Se preguntó si habría dejado de llover. No oía el golpeteo de la lluvia en el cristal. Tal vez había escampado o se preparaba para volver a llover. Estaba muy oscuro, y era demasiado temprano. Sacó la mano de debajo de las mantas y miró los números iluminados del digital. Sólo las dos. Serían las seis de la tarde donde estaba Kivrin. Tenía que volver a telefonear a Andrews de nuevo cuando se despertara y le haría leer el ajuste para que supieran exactamente dónde y cuándo estaba ella.

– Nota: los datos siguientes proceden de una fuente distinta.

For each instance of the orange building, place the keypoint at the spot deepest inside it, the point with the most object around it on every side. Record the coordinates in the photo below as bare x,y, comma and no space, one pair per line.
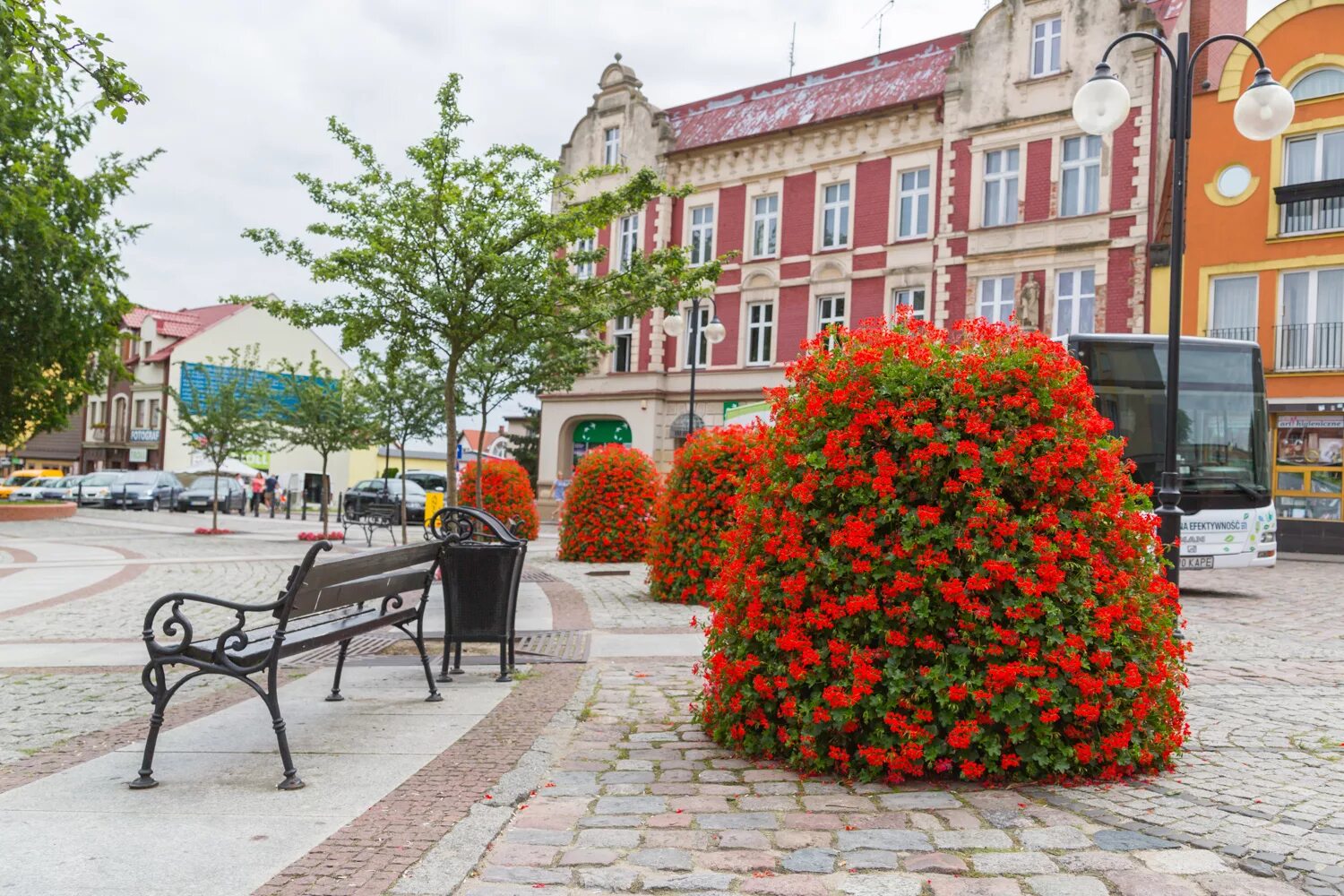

Badri le había dicho a Gilchrist que había un deslizamiento mínimo, que comprobó dos veces las coordenadas del estudiante de primero y que eran correctas, pero quería asegurarse. Gilchrist no había tomado ninguna precaución, e incluso con todas las reservas las cosas podían salir mal. El día de hoy lo había demostrado.

Badri había recibido la dosis completa de antivirales. La madre de Colin le había enviado a salvo en el metro y le había dado dinero extra. La primera vez que Dunworthy fue a Londres estuvo a punto de no regresar, y habían tomado todo tipo de precauciones.

Fue una simple ida y vuelta para probar la red en el sitio. Sólo treinta años. Dunworthy tenía que atravesar Trafalgar Square, coger el metro desde Charing Cross hasta Paddington y luego el tren de las 10.48 a Oxford, donde se abriría la red principal. Habían concedido tiempo de sobra, comprobado y vuelto a comprobar la red, investigado los horarios del metro y el ABC, comprobado las fechas y el dinero. Y cuando Dunworthy llegó a Charing Cross, la estación de metro estaba cerrada. Las luces de las taquillas estaban apagadas, y una verja de hierro cruzaba la entrada, delante de los torniquetes de madera.

Se subió las mantas hasta los hombros. Un montón de cosas podían haber ido mal con el lanzamiento, cosas que nadie habría imaginado. Probablemente a la madre de Colin nunca se le había ocurrido que su tren se detendría en Barton. A ninguno de ellos se le había ocurrido que Badri pudiera desplomarse de pronto sobre la consola.

Mary tiene razón, pensó, eres un grave caso de señora Gaddsonitis. Kivrin superó todo tipo de obstáculos para llegar a la Edad Media. Aunque algo vaya mal, se las arreglará. Colin no dejó que una bobada como la cuarentena le cerrara el paso. Y el propio Dunworthy había regresado a salvo de Londres.